Search code examples
apache-sparkapache-spark-standalone

How to specify custom conf file for Spark Standalone's master?


Every time I start Spark Standalone's master, I have to change a different set of configs (spark-env.sh) depending on an application. As of now I edit spark-env.sh every time I need to overwrite/change any variable in it.

Is there a way so that while executing sbin/start-master.sh I could pass the conf file externally?


Solution

  • Use --properties-file with the path to a custom Spark properties file. It defaults to $SPARK_HOME/conf/spark-defaults.conf.

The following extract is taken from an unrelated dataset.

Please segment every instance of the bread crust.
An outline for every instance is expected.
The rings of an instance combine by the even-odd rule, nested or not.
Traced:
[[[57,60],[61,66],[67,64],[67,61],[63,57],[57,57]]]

    $ ./sbin/start-master.sh --help
    Usage: ./sbin/start-master.sh [options]
    
    Options:
      -i HOST, --ip HOST     Hostname to listen on (deprecated, please use --host or -h)
      -h HOST, --host HOST   Hostname to listen on
      -p PORT, --port PORT   Port to listen on (default: 7077)
      --webui-port PORT      Port for web UI (default: 8080)
      --properties-file FILE Path to a custom Spark properties file.
                             Default is conf/spark-defaults.conf.
    

    If however you want to set environment variables, you'd have to set them as you'd do with any other command-line application, e.g.

    SPARK_LOG_DIR=here-my-value ./sbin/start-master.sh
    

    One idea would be to use SPARK_CONF_DIR environment variable to point to a custom directory with the required configuration.

    From sbin/spark-daemon.sh (that is executed as part of start-master.sh):

    SPARK_CONF_DIR Alternate conf dir. Default is ${SPARK_HOME}/conf.

    So, use SPARK_CONF_DIR and save the custom configuration under conf.

    I've just noticed spark-daemon.sh script accepts --config <conf-dir> so it looks like you can use --config not SPARK_CONF_DIR env var.